What you need to know

  • Prostate cancer has a significant genetic risk, and DNA repair genes are often affected
  • We funded Professor Eeles to carry out the largest-scale study of faulty DNA repair genes in prostate cancer to date
  • The team found a strong link between aggressive prostate cancer and certain DNA repair genes. They have since created a test to spot these mutations, and help guide treatments.

We found four key genes which are mutated in 1 in 30 men with prostate cancer. Our results open up possibilities for targeted treatments in these individuals.

- Professor Rosalind Eeles

Prostate cancer is one of the most heritable cancers, meaning it can be caused by mutations in men’s genes that are passed on from their parents. Professor Eeles had previously analysed a group of genes called DNA repair genes and found that mutations in these can make men at higher risk of developing advanced prostate cancer.

In this project, she carried out a much larger investigation, looking at almost 200 DNA repair genes in many more men, making it the largest study of its kind.
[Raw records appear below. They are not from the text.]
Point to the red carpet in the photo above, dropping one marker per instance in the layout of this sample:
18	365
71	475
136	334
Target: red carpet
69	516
Finding the DNA repair genes responsible

The team compared the DNA repair genes in blood samples from 1000 men with prostate cancer and 1000 men without prostate cancer, looking for genes that are more commonly faulty in men with prostate cancer.

Next, they determined whether these mutations caused more aggressive forms of prostate cancer, which they measured as a Gleason score of 8-10, or cancer that has spread outside the prostate. 
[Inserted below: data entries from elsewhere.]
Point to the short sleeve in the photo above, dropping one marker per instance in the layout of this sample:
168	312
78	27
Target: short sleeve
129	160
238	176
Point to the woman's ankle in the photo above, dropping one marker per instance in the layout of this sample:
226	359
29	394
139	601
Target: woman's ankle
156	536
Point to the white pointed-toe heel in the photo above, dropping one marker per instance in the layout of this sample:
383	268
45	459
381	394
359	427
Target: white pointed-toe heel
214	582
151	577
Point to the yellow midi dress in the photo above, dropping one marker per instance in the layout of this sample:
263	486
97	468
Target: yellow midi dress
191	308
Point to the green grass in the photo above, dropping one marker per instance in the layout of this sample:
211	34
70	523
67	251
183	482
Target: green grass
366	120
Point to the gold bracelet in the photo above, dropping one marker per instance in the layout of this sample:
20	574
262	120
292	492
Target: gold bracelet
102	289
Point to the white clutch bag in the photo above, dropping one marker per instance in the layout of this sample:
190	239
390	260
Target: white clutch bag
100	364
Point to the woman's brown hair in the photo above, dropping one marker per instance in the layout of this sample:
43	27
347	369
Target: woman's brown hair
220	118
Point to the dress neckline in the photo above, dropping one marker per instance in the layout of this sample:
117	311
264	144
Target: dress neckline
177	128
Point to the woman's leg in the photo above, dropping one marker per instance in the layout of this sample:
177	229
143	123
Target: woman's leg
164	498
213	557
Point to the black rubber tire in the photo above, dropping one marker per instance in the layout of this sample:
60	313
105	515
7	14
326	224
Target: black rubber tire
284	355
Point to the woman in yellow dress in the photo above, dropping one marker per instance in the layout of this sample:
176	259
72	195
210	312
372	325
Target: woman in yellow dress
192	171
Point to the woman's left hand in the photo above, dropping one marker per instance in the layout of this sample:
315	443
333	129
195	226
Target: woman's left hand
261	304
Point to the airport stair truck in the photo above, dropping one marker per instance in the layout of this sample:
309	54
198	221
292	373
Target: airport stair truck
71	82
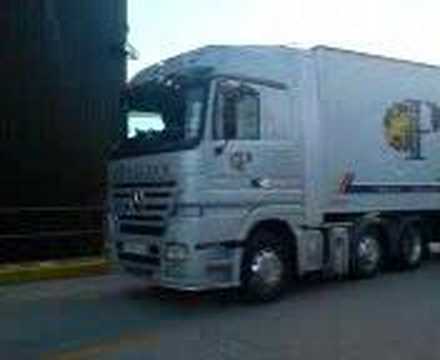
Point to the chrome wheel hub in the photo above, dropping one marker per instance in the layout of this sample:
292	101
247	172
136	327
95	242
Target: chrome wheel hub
267	267
369	252
414	248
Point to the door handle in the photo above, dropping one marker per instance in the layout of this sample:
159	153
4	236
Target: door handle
261	183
One in eight prostate cancers have faulty DNA repair genes

The team confirmed their suspicions that men with prostate cancer are more likely to have an inherited DNA repair gene mutation, with one in eight men with prostate cancer having a fault in one of the genes the team tested for.

Of these genes, there are four which are mutated most often, and one gene, called BRCA2, was found to be particularly linked to aggressive prostate cancer.
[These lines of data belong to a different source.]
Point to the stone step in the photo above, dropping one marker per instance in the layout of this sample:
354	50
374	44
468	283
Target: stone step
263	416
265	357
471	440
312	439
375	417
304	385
A new diagnostic test and route for precision medicine

Since finding that many men with prostate cancer have more DNA repair gene mutations, the team has created a genetic test to spot these mutations in men.

This test could be used not only to help diagnose men, but also to work out if they would respond well to certain kinds of treatment, like olaparib, which is more effective in men with defects in DNA repair genes.

The team has already begun testing the use of the genetic test as a diagnostic tool, and has received funding from us to try using it as a way to select men for olaparib treatment.